Russell Leffingwell said that a “foundation should have glass pockets,” meaning that we should all have the ability to look inside organizations to understand how their work is done. This openness inspires confidence, while keeping everything behind closed doors can cause suspicion and distrust. Nonprofit organizations (NPOs) generally choose to be unaccountable to the democratic process by nature; but any organization that wants to be intersectional and to create meaningful change must be held accountable by the people it wants to serve.
Sure, we are used to NPOs being the voice through which the concerns of others are voiced. But, it needs to be the other way around. People don’t serve NPOs — NPOs are supposed to serve people. In democracy, NPOs are the ruled, not the rulers. This is how social justice is built and even defined (as the fair and just relation between the individual and society).
The Foundation Center puts it best in its FAQ:
Transparency is, in a word, openness. A foundation that operates transparently is one that provides information about its work, operations and processes, and what it is learning in an open, accessible, and timely manner. For foundations operating in today’s digital age, transparency also really means having a virtual presence in addition to a physical one so anyone can quickly learn what you do, why you do it, and what difference it makes in the world.
Transparency is also a critical element of achieving accountability.
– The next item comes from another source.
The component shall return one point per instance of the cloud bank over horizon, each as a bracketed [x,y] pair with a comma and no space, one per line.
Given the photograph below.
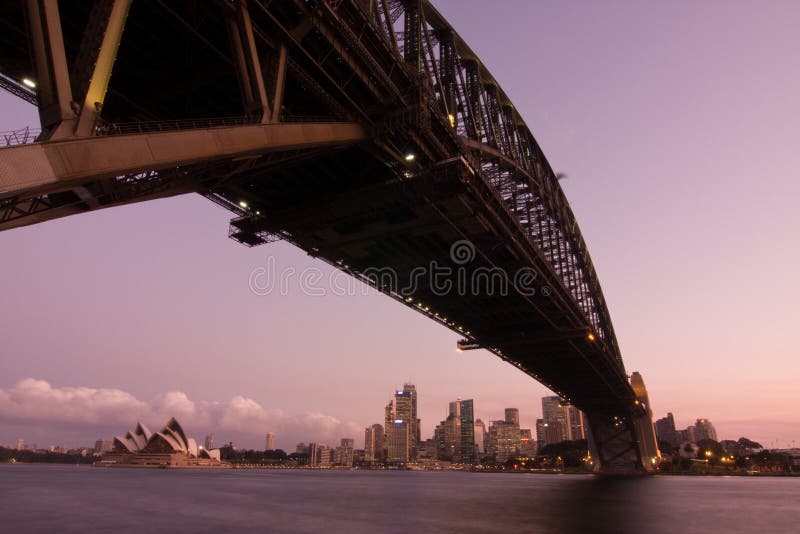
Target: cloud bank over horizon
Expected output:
[41,411]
Glasspockets relied on the One World Trust, one of our Glasspockets partners and global accountability experts, to provide a framework for assessing accountability. According to the One World Trust, accountability is made up of four elements, which include transparency, evaluation, participation, and complaint and response mechanisms.
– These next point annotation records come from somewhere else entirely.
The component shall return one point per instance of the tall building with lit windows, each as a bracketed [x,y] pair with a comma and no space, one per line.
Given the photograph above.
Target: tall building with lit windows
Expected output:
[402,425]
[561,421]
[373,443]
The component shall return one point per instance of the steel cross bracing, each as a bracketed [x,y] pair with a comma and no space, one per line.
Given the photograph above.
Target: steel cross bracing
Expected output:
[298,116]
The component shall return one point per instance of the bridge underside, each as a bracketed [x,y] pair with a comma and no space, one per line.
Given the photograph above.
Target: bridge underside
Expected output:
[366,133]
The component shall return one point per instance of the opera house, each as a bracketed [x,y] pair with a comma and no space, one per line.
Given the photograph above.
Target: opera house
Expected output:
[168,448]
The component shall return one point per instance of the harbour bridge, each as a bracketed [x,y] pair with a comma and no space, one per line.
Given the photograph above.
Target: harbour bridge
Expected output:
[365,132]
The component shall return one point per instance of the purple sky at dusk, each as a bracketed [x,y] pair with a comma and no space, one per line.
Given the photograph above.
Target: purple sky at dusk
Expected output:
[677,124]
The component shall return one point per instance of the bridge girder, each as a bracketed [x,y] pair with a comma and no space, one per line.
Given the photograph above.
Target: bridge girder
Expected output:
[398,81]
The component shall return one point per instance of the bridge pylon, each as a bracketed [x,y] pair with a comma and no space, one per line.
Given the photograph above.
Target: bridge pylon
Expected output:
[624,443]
Grantmakers often think of transparency in terms of how it benefits grantseekers and external audiences, pointing to how transparency serves to strengthen credibility, build public trust, and improve relations with grantees and other stakeholders. However, the value of increased foundation transparency may be even greater for grantmaking professionals themselves, as transparency also reduces duplication of effort, facilitates greater collaboration, and cultivates a community of shared learning and best practices.
When we do work in the public sphere, we need to accept that there will be mixed and negative reviews presented in public — nothing is perfect, no one is perfect, and we can all strive to be better. I believe that when something occurs in a public forum, it should be addressed openly and publicly. The belief behind public review is that it’s important to publicly bring attention to issues so that others who might be impacted can be made aware; so that others might be encouraged to bring forth their own experiences; and so an ongoing dialogue can be held with input from as many people as possible.
When things that happen in public are only addressed in private, it can feel as though it is being done secretively. It can feel as though the flaw, and thus, the work to fix it, is not being openly acknowledged. It can feel as though obfuscation of problems is desired and preferred. To me, taking discussion about public events to private-only forums is contrary and nonsensical. Without transparency, I believe there is no true accountability. And without true accountability, there cannot be lasting and meaningful change.